86 Charon
Bevrijdingsdag was voor Top en zijn gezin een rustige dag. In het zonnetje, op het erf, zaten ze te genieten. Top dacht daarbij aan de mooie ervaring gisteren met de heer Oosterbaan. Dat had hem een beetje extra bevrijding gegeven. Hij had zich al een beetje ‘fraudeur’ gevoeld, zo’n mannetje dat in de ‘onderwereld’ en in de ‘bovenwereld’ leeft. Maar hij hoorde niet bij de maffiosi, en dat gevoel was tenminste weg. Raar eigenlijk dat men termen uit de mythologie gebruikte voor het leven in het lichte, in het witte, en leven in het duistere, donkere, misdadige, zwarte. Zwart geld kon wit gewassen worden bijvoorbeeld. Dat probeerde de ‘Belasting’ te voorkomen! Alleen daarom al namen belastingambtenaren een belangrijke plaats in bij het leven binnen Nederland.
Hoe heette die veerman ook weer die de mensen voor een luttel bedrag overzette van de Bovenwereld naar de Onderwereld? Even denken. . . , Charon! En de rivier die hij je over zette was de … Styx. Hij stelde zich dat allemaal voor in zijn eigen landschap. De Styx was de IJssel, de Bovenwereld was de Veluwe, de Onderwereld Salland, want dat was de Onderwereld als Paradijs! Hij moest er zelf om lachen.
De Onderwereld van de mens was een heel andere. Dat was de stiekeme wereld van de misdaad, waar andere ‘veermannen’ heen voeren. Je mocht ze geen ‘obool’ betalen om overgezet te worden naar de Bovenwereld of het ‘fatsoenlijke leven’, nee, zij kwamen je centen halen en zetten je in de ‘nor’. Tot hen hoorden de belastingcontroleurs, de rechercheurs, de officieren van justitie, de rechters. En aan de Overheid moesten de misdadigers niet één obool betalen om ‘overgezet’ te worden, maar ze werden ‘kaal geplukt’. Hij moest weer lachen om zijn eigen ongelukkige vergelijkingen.
Charon, hij dacht aan een Deventer belastinginspecteur, die bijna zo heette: Caron. Die zou al wel lang gepensioneerd zijn. Caron zou wel een Franse achternaam zijn. Hij moest toch eens even kijken of dat woord in zijn oude Franse woordenboek van ‘Kramer’ stond.
Hij ging naar binnen, greep in zijn boekenkast. Even bladeren. Bladzijde 76: Daar stond de eigennaam Caron! Caron: Charon, manlijk – veerman der onderwereld. Top voelde zich rood aanlopen. Wat een ontdekking! Nomen est Omen: De naam is een teken!
Meneer Caron werd geëerd door zijn eigen naam, wat die naam oorspronkelijk ook betekenen mocht. Als jongen van zo’n jaar of twintig had hij van zijn vader altijd gehoord dat Inspecteur der Belastingen Caron een rechtvaardig en een meevoelend mens was, die de letter der wet goed wist te onderscheiden van de geest ervan. Het was met recht een pontschipper die heen en weer voer tussen eerlijk en oneerlijk, tussen per ongeluk en opzettelijk, tussen wit en zwart.

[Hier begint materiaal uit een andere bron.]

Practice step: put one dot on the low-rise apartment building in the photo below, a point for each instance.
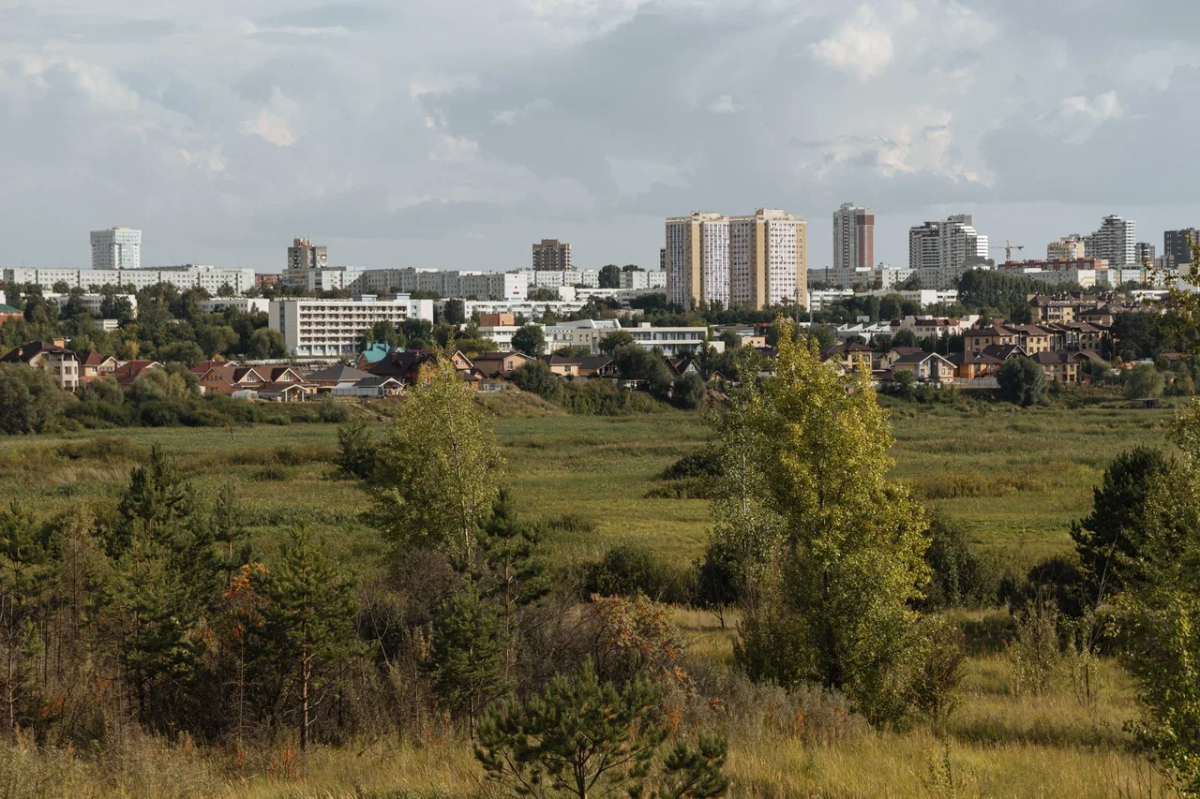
(334, 328)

Zou hij nog leven? Top wist het niet. Zou hij de betekenis van zijn naam kennen of gekend hebben? Feitelijk kon dat laatste Top niet schelen! De naam was zoals hij was. Caron in het Frans van nu was ‘Veerman’ in het Nederlands van nu. Hij was wel heel blij dat Meneer Caron of zijn vrouw of zijn kinderen zijn gedachten nooit kennen zouden, want hij was niet van plan die ooit aan iemand te openbaren. Gedachten waren vrij, negatief of positief. Zou de heer Caron echter nog leven, hij was dan nu zeker vijfenzeventig, en zou hij hem ergens tegen het lijf lopen, dan zou hij zijn filosofieën over leven en dood, recht en onrecht, eerlijkheid en oneerlijkheid, zorg en misdaad, zeker vertellen en hem openlijk eren. Misschien zei Meneer dan wel in het Frans: “Conclu fou!” ofwel “Krankzinnig besloten!” Van Conclufou naar Konkelfoes scheelt maar de ‘s’ van het meervoud. Zo werd dan de betekenis van ‘Koninkrijk Konkelfoes’ uitgebreid: “Het Koninkrijk van de Krankzinnige Besluiten”. Ook dat was Nederland. Gelukkig kende in dat land niemand zijn negatieve gedachten!